The 3,400-year-old clay figurine was prepared by pressing soft clay into a mould. Authorities did not disclose the dimensions of the figurine but it looks to be a tiny one, which fits well inside the palm.
Some experts argue that the small figurine represents Astarte, the celebrated goddess of fertility, sexuality and war in the 18th dynasty of ancient Egyptian kingdom. Astarte was also worshipped in Canaan, what is now Israel, during the era.
"Some researchers think the figure depicted here is that of a real flesh and blood woman, and others view her as the fertility goddess Astarte, known from Canaanite sources and from the Bible," Amihai Mazar, professor at Hebrew University who examined the artefact, said in a statement.

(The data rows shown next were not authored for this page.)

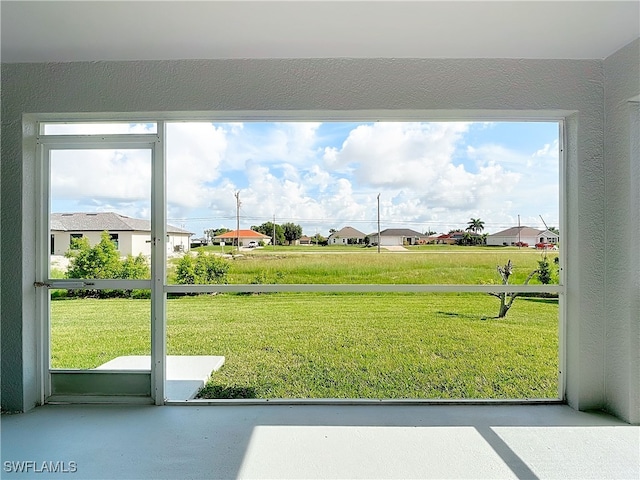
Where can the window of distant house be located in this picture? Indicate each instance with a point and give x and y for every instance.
(73, 240)
(114, 238)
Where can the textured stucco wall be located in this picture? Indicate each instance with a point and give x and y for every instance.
(381, 86)
(622, 183)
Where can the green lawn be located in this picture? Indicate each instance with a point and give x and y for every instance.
(332, 345)
(436, 264)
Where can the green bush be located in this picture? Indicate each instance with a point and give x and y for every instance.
(201, 269)
(103, 261)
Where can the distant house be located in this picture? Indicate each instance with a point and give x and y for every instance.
(305, 240)
(132, 236)
(398, 237)
(523, 234)
(244, 236)
(346, 235)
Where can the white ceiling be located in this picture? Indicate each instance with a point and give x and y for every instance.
(63, 31)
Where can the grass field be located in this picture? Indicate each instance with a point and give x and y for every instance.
(437, 264)
(314, 345)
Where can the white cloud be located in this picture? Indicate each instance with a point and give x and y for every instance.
(426, 173)
(194, 155)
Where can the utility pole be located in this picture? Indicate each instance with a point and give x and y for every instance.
(519, 229)
(378, 223)
(238, 219)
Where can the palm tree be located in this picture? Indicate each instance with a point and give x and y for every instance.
(475, 225)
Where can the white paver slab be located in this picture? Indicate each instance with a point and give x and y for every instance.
(186, 374)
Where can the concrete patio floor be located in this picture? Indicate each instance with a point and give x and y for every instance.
(321, 441)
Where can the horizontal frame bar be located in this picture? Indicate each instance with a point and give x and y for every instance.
(99, 142)
(362, 288)
(98, 284)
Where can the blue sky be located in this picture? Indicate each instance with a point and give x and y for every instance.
(430, 176)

"It is typical of the Canaanite culture of the 15th–13th centuries BCE. It is highly likely that the term trafim mentioned in the Bible indeed refers to figurines of this kind," he said.
Authorities said the woman's figurine should add to the understanding of the artistic and cultural influence of ancient Egyptian reigns in the region.
"Evidently the figurine belonged to one of the residents of the city of Rehov, which was then ruled by the central government of the Egyptian pharaohs," Mazar, who is expedition director of the archaeological excavations at Tel Rehov, added.